Book 3. Distinctions 26 - 40
Thirty Sixth Distinction
Single Question. Whether the Moral Virtues are Connected
I. To the Question
B. About the Connection of the Moral Virtues with Prudence
2. About the Connection of all the Virtues in a Single Prudence

2. About the Connection of all the Virtues in a Single Prudence

94. On the other part of this article [n.42], namely about the connection of all the virtues in a single prudence, the Philosopher seems to say that there is such a connection, Ethics 6.13.1145a1-2, “Prudence exists as one and all the virtues will be present in it.” See the Commentator there [Eustratius On Ethics 6.18].

a. Opinion of Henry of Ghent

95. Now how there is one prudence for all morality can be posited in the same way as for the habit of science - see the opinion [of Henry] and its rejection Commentary on the Metaphysics 6 q.1, Lectura III d.36 nn.87-89, 91-101.

b. Scotus’ own Opinion

96. To this question, therefore, one can say that just as art concerns makeable things so prudence does doable things, and there is no greater connection of doable things as they regard one habit than of makeable things. So just as diverse makeable things require their own diverse arts, so diverse doable things require their own diverse prudences. And just as someone can be morally well disposed as to some doable things and badly as to others, so can one in giving commands be habituated to giving them rightly in these matters but not in those - and yet the former are not principles for giving commands about the latter nor conclusions following from the latter.

97. Now the way that all prudences are one habit, and all habits of geometry belong to one universal science, was stated in the Commentary on Metaphysics 6 q.1 nn.17-27, 40, 42. For a single formal unity is not to be understood there but a virtual one. For just as the habit about a first subject is formally one because of it and is virtually, but not formally, about everything contained in the first subject, so the habit that is formally about some end in doable things is virtually of everything of which the practical knowledge is included virtually in that end.
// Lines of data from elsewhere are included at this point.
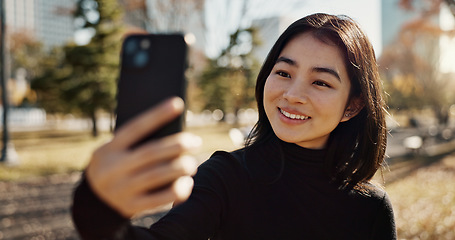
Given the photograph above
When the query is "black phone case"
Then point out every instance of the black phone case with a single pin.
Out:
(152, 69)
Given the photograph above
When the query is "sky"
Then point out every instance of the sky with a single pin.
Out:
(223, 16)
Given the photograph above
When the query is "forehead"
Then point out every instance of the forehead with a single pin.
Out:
(306, 44)
(308, 50)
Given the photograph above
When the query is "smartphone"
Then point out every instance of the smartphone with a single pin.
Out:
(152, 69)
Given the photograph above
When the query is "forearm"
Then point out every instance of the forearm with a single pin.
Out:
(94, 219)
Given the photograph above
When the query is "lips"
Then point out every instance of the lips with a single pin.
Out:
(293, 116)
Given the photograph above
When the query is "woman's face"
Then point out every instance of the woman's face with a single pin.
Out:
(306, 93)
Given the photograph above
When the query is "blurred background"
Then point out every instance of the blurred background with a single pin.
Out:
(59, 68)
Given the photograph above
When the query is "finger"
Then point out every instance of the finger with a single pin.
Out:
(158, 151)
(180, 191)
(147, 122)
(160, 176)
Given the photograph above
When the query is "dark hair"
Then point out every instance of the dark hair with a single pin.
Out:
(356, 148)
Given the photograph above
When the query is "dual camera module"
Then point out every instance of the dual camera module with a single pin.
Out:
(136, 52)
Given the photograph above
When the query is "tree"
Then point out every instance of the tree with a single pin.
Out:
(411, 66)
(228, 81)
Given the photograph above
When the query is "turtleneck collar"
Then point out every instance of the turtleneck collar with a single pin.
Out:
(268, 161)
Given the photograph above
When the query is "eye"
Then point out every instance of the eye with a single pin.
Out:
(283, 74)
(321, 83)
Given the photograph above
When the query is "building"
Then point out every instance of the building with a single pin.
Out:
(395, 18)
(49, 21)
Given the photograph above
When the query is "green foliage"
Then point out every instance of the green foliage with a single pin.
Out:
(228, 81)
(84, 79)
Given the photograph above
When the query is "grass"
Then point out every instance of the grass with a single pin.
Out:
(422, 190)
(424, 199)
(43, 153)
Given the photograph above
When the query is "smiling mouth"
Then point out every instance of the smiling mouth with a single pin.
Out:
(293, 116)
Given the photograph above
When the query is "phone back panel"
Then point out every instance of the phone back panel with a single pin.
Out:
(152, 69)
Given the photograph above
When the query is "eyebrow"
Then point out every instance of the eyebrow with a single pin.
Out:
(315, 69)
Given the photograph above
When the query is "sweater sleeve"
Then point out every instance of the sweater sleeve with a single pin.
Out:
(384, 226)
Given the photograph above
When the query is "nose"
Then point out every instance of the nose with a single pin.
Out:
(296, 93)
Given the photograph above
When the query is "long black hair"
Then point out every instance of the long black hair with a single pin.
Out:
(356, 148)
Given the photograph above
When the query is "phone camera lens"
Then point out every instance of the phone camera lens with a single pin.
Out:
(140, 59)
(130, 46)
(145, 44)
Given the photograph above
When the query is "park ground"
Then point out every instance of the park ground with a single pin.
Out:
(35, 195)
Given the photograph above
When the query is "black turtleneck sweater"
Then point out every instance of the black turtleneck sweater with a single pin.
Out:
(274, 191)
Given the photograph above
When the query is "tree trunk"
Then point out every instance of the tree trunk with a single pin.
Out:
(94, 126)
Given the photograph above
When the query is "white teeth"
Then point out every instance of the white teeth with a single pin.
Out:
(293, 116)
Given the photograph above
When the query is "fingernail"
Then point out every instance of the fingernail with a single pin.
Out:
(183, 187)
(191, 141)
(177, 103)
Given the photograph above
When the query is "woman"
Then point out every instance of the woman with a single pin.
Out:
(304, 173)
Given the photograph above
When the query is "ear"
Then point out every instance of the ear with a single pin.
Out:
(355, 106)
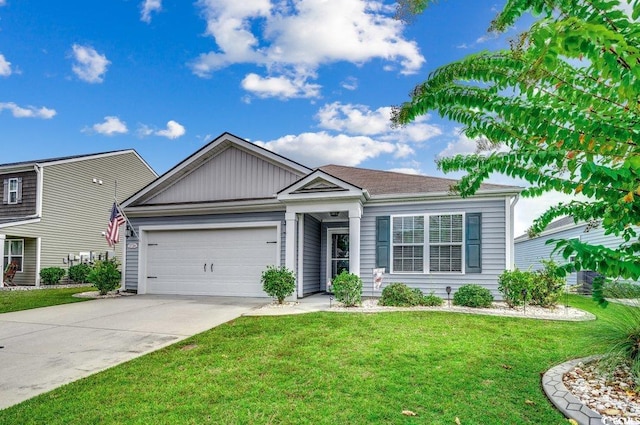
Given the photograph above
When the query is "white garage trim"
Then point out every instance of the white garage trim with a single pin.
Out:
(144, 230)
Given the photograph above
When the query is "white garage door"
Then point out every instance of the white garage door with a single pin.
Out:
(225, 262)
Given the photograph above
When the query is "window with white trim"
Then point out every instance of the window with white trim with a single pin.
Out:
(445, 243)
(439, 244)
(13, 191)
(13, 252)
(408, 244)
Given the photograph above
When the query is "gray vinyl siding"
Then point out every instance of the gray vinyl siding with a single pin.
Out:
(28, 274)
(323, 249)
(312, 253)
(232, 174)
(529, 252)
(75, 211)
(131, 269)
(493, 247)
(28, 205)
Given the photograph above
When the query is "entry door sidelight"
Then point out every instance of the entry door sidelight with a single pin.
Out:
(339, 254)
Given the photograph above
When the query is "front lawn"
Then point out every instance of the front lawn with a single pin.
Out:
(333, 368)
(25, 300)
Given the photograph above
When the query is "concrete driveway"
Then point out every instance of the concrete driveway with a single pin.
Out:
(47, 347)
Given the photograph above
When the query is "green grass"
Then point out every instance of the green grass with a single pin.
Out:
(25, 300)
(333, 368)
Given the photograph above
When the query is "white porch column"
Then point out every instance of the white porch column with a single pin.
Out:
(38, 253)
(2, 238)
(354, 239)
(290, 249)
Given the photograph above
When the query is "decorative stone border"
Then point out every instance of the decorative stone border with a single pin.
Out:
(564, 401)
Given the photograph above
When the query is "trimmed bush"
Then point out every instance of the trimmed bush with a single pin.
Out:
(347, 288)
(105, 276)
(548, 286)
(400, 295)
(79, 273)
(431, 300)
(278, 282)
(51, 275)
(472, 295)
(615, 289)
(511, 283)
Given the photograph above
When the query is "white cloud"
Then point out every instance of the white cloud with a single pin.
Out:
(173, 130)
(361, 120)
(111, 126)
(5, 66)
(315, 149)
(147, 7)
(296, 38)
(281, 87)
(90, 66)
(28, 111)
(349, 83)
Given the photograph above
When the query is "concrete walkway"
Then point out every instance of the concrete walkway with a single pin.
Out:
(48, 347)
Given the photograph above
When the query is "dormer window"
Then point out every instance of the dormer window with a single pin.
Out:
(12, 190)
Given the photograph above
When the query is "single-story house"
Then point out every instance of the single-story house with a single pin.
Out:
(54, 210)
(530, 251)
(215, 221)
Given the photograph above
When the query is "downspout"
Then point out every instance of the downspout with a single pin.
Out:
(510, 242)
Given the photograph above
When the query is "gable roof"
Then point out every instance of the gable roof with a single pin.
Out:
(204, 155)
(72, 158)
(563, 223)
(378, 182)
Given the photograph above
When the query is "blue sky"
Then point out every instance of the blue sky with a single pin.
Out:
(310, 79)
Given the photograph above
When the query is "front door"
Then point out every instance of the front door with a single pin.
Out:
(338, 255)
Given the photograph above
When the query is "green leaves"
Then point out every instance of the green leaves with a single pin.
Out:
(564, 102)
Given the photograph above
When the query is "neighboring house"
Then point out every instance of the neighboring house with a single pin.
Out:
(215, 221)
(530, 251)
(55, 210)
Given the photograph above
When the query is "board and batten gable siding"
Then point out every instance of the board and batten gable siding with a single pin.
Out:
(131, 270)
(529, 252)
(231, 174)
(27, 206)
(311, 256)
(75, 211)
(493, 246)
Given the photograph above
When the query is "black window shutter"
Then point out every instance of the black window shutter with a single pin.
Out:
(19, 194)
(474, 243)
(383, 242)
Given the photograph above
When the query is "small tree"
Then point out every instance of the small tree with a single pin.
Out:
(105, 276)
(278, 282)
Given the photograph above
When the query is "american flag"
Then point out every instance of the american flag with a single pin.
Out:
(113, 229)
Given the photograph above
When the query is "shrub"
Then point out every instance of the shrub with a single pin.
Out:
(548, 286)
(472, 295)
(278, 282)
(512, 283)
(105, 276)
(620, 332)
(400, 295)
(51, 275)
(615, 289)
(431, 300)
(347, 288)
(79, 273)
But it is not formally of all those things, and so the one prudence formally is of all virtues virtually, if we extend the name ‘prudence’ to the habit that is the understanding of the practical first principle.

98. Accordingly one can expound the authority of the Philosopher in Ethics 6 [n.94] such that either he is speaking of one prudence formally, and then one must understand that all the virtues will be in one existing and perfect prudence, not only as to intension but also as to extension. Indeed, prudence is never as perfect in extension as it can be unless it is perfect about all the things that it can be extended to, and these are all the objects that belong to all the virtues.

99. Aristotle’s authority can be expounded in another way, not about unity formally but about unity of genus. For just as temperance is said by the Philosopher to be one virtue and formally different from fortitude, and yet each of these is a certain intermediate genus possessing many species under it (as was said before d.34 nn.31-33), so in the case of the numbering of intermediate genera one can say (because of the unity of the intermediate genus) that, although it contains under it many species, yet it can be one in unity of genus.

100. And by understanding the unity of prudence in this way, all the moral virtues are connected in one genus of prudence insofar as any virtue is connected to it according to some species or other under it. And this was stated earlier, on the supposition of the preceding article about the connection, mutual or not [nn.77-83], of any virtue with its own prudence [n.99].